For each request from any client, regardless of whether it has a user interface, the agent constructs a custom response based on latest and most relevant information available. In fact, requests to the agent can come from anywhere (i.e., they follow an event-driven pattern). The agent’s underspecification means that it doesn’t know ahead of time what behavior it must exhibit, but it does know how to find the information it needs in order to determine that behavior – and it does that by following hyperlinks, as per HATEOAS. In other words, the goal-oriented agent resolves URIs recursively in order to gather and execute the information it needs – a particularly concise example of fully automated HATEOAS in action.

The Benefits of AOA

An earlier Loosely-Coupled newsletter explained that if you follow REST, you’re unable to accept out-of-band metadata or business context outside of the hypermedia. Agent-Oriented Architecture, however, solves these problems, because the agent is free to fetch whatever it needs to complete the request, since it treats all entities – metadata, data, code, etc. – as resources. In other words, the agent serves as a RESTful client, even when the software client does not. What was out-of-band for REST isn’t out-of-band for AOA. Everything is on the table.

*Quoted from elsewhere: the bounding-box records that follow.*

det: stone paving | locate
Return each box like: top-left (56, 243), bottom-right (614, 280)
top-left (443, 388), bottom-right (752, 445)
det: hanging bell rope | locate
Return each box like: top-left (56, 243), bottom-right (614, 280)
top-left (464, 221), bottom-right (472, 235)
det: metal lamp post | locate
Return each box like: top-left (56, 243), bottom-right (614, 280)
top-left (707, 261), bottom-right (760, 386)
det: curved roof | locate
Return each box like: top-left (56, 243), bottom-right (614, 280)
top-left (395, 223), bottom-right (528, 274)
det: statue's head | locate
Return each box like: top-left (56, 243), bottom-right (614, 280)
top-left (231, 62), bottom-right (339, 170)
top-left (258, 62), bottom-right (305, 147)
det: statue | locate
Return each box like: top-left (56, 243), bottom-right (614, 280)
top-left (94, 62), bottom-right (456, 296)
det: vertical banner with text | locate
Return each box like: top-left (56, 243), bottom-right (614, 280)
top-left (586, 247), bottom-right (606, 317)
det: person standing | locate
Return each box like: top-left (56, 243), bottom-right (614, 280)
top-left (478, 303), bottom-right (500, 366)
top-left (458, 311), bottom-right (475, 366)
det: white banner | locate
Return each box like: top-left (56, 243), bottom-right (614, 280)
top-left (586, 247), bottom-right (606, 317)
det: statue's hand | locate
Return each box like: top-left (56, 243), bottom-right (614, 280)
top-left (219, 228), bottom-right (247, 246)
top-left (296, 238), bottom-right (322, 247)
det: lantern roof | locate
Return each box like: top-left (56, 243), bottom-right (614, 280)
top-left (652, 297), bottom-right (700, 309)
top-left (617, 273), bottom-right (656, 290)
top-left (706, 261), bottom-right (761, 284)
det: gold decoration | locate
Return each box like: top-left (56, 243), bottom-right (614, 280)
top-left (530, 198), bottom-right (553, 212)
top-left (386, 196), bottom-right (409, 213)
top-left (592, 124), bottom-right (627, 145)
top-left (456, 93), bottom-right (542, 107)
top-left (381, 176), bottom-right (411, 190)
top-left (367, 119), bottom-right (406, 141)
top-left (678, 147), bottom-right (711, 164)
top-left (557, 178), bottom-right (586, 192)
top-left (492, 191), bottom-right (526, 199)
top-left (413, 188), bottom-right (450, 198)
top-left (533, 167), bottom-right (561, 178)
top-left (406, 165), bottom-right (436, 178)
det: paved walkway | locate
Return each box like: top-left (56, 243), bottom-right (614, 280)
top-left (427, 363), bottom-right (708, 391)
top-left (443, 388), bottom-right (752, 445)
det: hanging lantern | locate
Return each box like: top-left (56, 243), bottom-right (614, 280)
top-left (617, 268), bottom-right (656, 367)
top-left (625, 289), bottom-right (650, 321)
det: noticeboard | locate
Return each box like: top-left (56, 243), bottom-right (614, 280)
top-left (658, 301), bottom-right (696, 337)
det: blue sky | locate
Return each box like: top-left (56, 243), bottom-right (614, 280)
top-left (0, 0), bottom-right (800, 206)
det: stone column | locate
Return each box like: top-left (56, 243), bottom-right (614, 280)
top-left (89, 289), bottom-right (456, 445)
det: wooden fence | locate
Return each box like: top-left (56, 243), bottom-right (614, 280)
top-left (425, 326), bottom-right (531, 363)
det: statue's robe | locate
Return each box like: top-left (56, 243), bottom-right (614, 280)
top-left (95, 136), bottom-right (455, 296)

The true power of AOA, though, lies in how it resolves the fundamental challenge of static APIs. Whether they be Web Services, RESTful APIs, or some other type of loosely-coupled interface, every approach to software integration today suffers from the fact that interactions tend to break when API contract metadata change.

By adding an intelligent agent to the mix, we’re able to resolve differences in interaction context between disparate software endpoints dynamically and in real time. Far more than a traditional broker, which must rely on static transformation logic to resolve endpoint differences, the agent must be able to interpret metadata, as well as policies, rules, and the underlying data themselves to create real time interactions that maintain the business context – an example of dynamic coupling, a central principle to AOA.

Dynamic coupling, therefore, represents a paradigm shift in how to build and utilize APIs. Up to this point in time, the focus of both SOA and REST has been on building loosely-coupled interfaces: static, contracted interfaces specified by WSDL and various policy metadata when those interfaces are Web Services, or Internet Media Types and related metadata for RESTful interactions. Neither approach deals well with change. AOA, in contrast, relies upon dynamic coupling that responds automatically to change, since the agent interprets current metadata for every interaction in real time.